Summary
This chapter is the first of three that represent Quentin's father's (Jason Compson III, son of General Compson, Sutpen's contemporary and friend) account of Sutpen's family history. At the beginning of the chapter, it appears that Quentin has returned from his visit with Rosa Coldfield and is waiting for the appropriate hour to accompany her to the old Sutpen house.
The chapter begins with a mostly objective and third-person representation of Sutpen's arrival in Yoknapatawpha. About halfway through the chapter, the paragraphs begin with quotation marks and are attributed to Mr. Compson. The style of this chapter slowly changes from a more general, objective style, to something that clearly represents Mr. Compson's way of explaining.

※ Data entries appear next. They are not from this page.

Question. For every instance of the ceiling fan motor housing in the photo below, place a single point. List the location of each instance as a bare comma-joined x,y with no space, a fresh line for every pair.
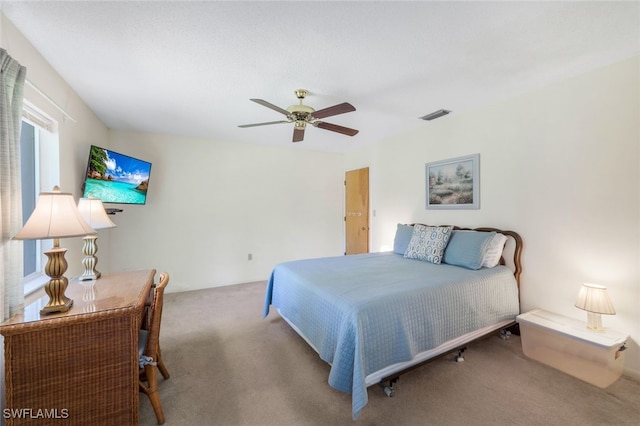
301,115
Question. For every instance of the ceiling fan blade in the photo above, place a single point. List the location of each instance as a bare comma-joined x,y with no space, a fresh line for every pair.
334,110
270,105
263,124
298,135
336,128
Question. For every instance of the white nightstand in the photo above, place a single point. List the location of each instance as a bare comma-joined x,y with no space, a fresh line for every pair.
569,346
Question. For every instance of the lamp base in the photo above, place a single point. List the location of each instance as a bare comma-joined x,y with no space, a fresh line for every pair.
89,249
594,322
55,268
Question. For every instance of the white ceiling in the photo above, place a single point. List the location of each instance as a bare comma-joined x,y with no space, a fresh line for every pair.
190,68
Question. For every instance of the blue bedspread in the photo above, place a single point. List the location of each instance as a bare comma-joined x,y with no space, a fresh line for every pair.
365,312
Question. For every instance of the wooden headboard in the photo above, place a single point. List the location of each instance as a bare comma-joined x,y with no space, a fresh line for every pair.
515,247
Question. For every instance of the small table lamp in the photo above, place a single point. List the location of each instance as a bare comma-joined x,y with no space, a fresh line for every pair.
595,300
55,216
93,212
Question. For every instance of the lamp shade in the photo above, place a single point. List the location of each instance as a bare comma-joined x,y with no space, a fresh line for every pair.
93,212
594,298
55,216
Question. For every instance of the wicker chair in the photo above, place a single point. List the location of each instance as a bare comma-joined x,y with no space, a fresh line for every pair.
149,352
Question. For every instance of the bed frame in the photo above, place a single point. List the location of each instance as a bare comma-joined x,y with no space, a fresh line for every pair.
513,247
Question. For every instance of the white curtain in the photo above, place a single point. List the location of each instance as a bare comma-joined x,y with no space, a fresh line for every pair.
12,76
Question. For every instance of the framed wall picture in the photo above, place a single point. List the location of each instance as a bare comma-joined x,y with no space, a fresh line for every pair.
454,183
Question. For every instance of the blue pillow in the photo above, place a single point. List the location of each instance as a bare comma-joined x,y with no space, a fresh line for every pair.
468,248
403,236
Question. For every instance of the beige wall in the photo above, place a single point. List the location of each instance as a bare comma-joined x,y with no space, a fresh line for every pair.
211,204
558,165
75,137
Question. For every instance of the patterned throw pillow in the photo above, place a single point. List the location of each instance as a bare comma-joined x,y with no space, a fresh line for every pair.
428,243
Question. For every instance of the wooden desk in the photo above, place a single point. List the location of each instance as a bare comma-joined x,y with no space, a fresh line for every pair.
79,367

Quentin and Mr. Compson begin with Sutpen's arrival in Jefferson (the largest city in Yoknapatawpha). Sutpen rides into the town a complete stranger, and no one is able to get him to explain his history. Sutpen stays at a local boarding house (Holston House) in Jefferson, and he doesn't spend any time getting to know the people or making friends. After about a month of this, the town finds out that he has registered a large land purchase (100 square miles) with the Chickasaw Indian agent.
Sutpen disappears for two months, then comes back to town in a wagon full of wild-looking slaves, with a French architect. They begin to build his new house on his property. Groups of men from the town assemble and ride out to his property to watch him work with his architect and his slaves. Here, Sutpen's slaves begin to develop a reputation as especially murderous and like "wild men."

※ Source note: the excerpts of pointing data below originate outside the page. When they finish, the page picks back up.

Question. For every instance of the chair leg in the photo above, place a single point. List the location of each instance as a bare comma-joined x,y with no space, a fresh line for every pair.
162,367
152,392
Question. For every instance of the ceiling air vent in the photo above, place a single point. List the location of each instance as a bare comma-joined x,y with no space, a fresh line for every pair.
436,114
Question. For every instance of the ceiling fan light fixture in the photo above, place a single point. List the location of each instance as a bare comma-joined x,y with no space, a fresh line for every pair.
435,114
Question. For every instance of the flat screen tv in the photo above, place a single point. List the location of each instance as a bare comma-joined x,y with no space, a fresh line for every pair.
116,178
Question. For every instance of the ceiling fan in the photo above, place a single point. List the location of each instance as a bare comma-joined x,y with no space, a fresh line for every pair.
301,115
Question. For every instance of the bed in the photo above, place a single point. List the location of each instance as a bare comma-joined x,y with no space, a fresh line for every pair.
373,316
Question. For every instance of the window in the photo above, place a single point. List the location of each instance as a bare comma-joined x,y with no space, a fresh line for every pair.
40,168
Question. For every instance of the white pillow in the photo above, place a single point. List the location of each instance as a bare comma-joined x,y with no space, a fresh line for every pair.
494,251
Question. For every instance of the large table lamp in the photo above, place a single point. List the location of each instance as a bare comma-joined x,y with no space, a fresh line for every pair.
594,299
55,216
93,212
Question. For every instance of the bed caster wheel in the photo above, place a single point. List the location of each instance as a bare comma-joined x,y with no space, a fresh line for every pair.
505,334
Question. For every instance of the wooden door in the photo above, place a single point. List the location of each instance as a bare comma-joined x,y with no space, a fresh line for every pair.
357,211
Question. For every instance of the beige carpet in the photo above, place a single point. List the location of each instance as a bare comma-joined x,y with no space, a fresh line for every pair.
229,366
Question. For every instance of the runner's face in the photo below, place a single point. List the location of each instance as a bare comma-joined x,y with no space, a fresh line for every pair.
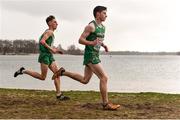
53,24
103,15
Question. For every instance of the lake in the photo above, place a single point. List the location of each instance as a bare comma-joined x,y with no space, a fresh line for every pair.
127,73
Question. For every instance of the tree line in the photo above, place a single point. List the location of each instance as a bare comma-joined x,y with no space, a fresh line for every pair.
17,47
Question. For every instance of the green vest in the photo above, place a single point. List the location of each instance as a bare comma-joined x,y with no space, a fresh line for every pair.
49,41
98,33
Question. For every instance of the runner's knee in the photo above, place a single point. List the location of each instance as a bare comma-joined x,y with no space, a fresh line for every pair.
85,81
43,77
104,79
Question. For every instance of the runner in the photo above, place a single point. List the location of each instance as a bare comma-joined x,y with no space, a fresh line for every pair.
46,58
92,38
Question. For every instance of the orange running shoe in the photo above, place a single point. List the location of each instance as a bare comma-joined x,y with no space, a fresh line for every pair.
110,106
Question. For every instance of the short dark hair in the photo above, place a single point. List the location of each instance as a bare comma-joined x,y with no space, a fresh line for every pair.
98,9
51,17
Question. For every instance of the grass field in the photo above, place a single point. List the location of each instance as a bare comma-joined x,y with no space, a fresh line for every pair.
38,104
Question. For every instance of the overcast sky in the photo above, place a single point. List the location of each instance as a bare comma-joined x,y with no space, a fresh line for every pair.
133,25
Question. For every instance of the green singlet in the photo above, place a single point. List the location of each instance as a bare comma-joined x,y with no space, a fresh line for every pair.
45,55
91,54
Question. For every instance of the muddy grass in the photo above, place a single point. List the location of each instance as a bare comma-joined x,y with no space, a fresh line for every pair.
37,104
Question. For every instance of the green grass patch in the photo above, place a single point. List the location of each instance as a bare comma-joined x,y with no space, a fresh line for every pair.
42,104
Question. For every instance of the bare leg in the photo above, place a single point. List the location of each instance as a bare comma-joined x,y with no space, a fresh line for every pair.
54,68
98,70
83,79
42,76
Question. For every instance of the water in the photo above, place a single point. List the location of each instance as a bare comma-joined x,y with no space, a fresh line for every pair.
127,73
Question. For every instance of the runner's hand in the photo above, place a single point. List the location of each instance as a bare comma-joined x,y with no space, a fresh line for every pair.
106,48
97,41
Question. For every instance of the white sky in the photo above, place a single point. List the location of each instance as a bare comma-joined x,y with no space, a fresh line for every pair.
133,25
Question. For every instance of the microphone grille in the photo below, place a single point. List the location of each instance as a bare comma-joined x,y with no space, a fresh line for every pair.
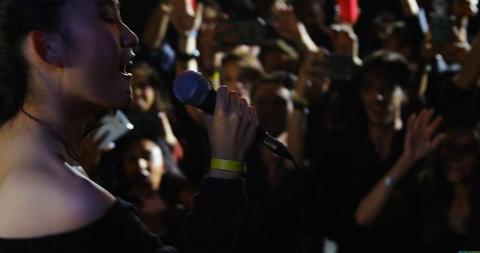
191,87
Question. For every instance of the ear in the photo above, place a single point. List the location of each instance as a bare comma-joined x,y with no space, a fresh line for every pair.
45,48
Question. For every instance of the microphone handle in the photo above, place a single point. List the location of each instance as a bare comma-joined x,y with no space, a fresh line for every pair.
262,136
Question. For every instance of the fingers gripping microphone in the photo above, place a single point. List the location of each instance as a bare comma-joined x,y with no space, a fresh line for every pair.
193,89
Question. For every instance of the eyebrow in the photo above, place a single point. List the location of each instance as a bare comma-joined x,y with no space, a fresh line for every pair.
109,2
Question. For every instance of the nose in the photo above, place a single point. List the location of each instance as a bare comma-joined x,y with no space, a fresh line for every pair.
129,38
143,167
380,98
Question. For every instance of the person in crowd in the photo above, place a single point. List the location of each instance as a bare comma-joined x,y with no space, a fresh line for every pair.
353,158
53,82
148,176
444,195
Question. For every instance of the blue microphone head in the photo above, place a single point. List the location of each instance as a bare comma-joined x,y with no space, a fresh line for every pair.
191,88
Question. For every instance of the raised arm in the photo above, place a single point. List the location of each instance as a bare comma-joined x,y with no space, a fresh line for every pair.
211,225
420,140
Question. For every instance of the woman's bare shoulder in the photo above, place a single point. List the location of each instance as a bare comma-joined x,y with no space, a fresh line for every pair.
43,196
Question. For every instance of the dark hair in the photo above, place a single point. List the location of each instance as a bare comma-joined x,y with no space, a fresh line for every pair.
389,62
17,18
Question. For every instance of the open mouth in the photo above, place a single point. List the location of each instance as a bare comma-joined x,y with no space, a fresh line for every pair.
126,68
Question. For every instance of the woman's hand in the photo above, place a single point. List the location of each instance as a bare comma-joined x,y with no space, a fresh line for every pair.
420,138
233,126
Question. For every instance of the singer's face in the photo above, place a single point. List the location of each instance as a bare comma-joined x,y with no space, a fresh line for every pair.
376,94
98,49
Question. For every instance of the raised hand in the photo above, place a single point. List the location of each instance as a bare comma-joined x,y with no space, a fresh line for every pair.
285,21
344,39
233,126
421,138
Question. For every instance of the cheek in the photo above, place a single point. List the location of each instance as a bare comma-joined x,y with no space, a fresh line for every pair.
95,52
150,95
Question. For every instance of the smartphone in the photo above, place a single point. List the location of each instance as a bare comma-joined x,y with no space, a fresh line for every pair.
242,32
112,128
441,29
349,11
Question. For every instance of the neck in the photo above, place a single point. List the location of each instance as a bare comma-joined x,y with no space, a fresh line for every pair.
62,120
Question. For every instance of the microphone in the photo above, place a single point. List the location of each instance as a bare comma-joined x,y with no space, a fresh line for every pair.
192,88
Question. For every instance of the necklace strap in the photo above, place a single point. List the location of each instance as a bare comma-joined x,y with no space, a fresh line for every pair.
70,151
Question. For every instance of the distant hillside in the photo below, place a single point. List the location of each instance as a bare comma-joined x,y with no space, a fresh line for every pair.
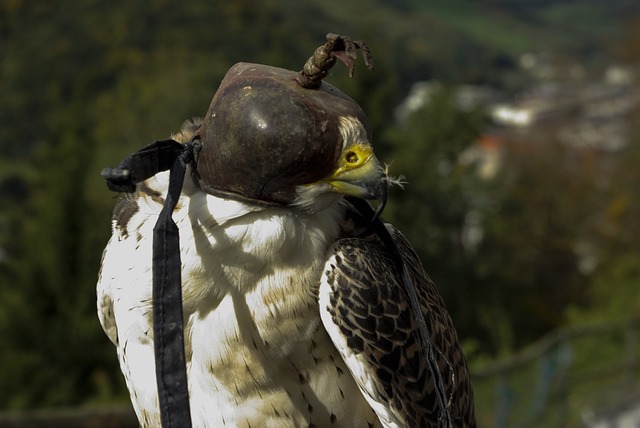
470,40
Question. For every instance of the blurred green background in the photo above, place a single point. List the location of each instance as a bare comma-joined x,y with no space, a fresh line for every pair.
514,123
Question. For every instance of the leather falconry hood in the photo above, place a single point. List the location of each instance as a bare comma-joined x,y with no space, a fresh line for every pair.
268,129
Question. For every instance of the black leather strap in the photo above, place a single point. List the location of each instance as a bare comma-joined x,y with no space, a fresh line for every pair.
168,323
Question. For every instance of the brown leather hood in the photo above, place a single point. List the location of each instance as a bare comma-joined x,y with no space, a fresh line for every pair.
264,134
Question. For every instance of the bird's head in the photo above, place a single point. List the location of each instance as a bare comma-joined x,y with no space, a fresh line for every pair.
269,138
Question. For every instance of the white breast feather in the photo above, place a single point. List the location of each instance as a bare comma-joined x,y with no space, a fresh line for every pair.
250,281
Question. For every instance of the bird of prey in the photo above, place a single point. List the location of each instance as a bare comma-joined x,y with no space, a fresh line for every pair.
295,312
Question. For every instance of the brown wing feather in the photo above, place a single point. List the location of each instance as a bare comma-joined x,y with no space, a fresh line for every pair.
370,307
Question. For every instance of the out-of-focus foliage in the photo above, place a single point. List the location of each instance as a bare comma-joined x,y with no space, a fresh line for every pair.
84,83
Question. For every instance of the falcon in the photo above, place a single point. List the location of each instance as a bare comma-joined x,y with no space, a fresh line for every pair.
296,311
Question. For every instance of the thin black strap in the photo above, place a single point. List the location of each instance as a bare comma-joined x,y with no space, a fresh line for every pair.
168,326
145,163
168,331
383,233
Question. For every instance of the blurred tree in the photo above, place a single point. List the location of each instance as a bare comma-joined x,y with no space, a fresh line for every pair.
441,192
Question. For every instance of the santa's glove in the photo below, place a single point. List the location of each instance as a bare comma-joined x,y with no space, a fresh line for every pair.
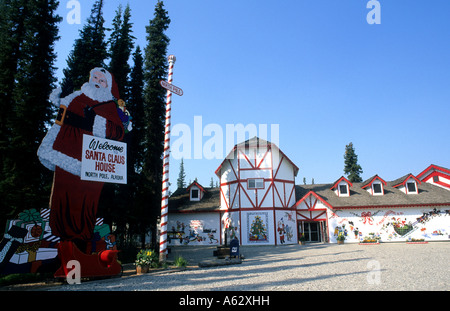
89,118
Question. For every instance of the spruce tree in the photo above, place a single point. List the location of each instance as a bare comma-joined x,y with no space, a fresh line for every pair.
121,44
155,70
352,169
28,30
89,51
181,182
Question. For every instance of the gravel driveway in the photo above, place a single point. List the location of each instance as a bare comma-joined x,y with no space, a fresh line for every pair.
348,267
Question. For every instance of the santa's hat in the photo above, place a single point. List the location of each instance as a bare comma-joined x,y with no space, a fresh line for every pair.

As the house takes shape, Sutpen starts inviting the men to camp on his property, offering them hunting and fishing. He also offers them entertainment, having his slaves fight each other, and sometimes entering the ring himself. Here General Compson (Quentin's grandfather, not technically a general yet) begins to make friends with Sutpen, loaning him seed cotton to begin his cotton planting.
When the house is close to being finished, Sutpen enters the Methodist church in Jefferson, and picks out Ellen Coldfield as the woman he would like to be his wife. The hunting parties stop immediately, and Sutpen is seen visiting Mr. Coldfield's store. Shortly after this change, Sutpen disappears again for a few months, and with wagons that Coldfield had paid for, brings back a huge amount of expensive furnishings for his house (furniture, curtains, rugs, chandeliers, etc.).
The town is convinced that Sutpen has stolen these items. A few men, with the sheriff, ride out to his property to arrest him. After a few sheepish failures to confront him, Sutpen is arrested after he has become engaged to Ellen and is walking out of her house. Mr. Coldfield posts Sutpen's bond, and he gets out of jail the same morning. Here, Mr. Compson has taken over the narrative, and he comments how Sutpen is "underbred" because of the false way that he salutes the men who are watching him enter Coldfield's house.
Two months later, Sutpen and Ellen Coldfield are married in the Methodist church in Jefferson. Ellen's aunt had gone house to house in Jefferson, trying to encourage people to come to the wedding. Only ten people come to the wedding itself, but a crowd gathers outside the church. When Sutpen and Ellen emerge after the ceremony, they are pelted with clods of dirt and vegetables. It doesn't last long, and Ellen is not hit. But the chapter ends (or, Mr. Compson ends the chapter) with Ellen crying.
Analysis
This chapter is a shift in tone and style, and the gradual change into Mr. Compson's voice is almost imperceptible. His judgments of the people of Jefferson start to creep into the story at this point, though, such as his disdain for the townspeople trying to arrest Sutpen, or his comparison of the day laborers and other non-landowning people to rats.
This chapter, like the first chapter, encourages or teaches the reader to watch the teller, or notice the way that the speaker (in this case, either Quentin's memory of his father's story or Quentin's father directly) shows his attitudes in the telling of the tale. It seems like Mr. Compson admires Sutpen. This admiration shows in the way that he describes Sutpen's treatment by the so-called Vigilance Committee, which seems afraid to arrest him until they outnumber him fifty to one.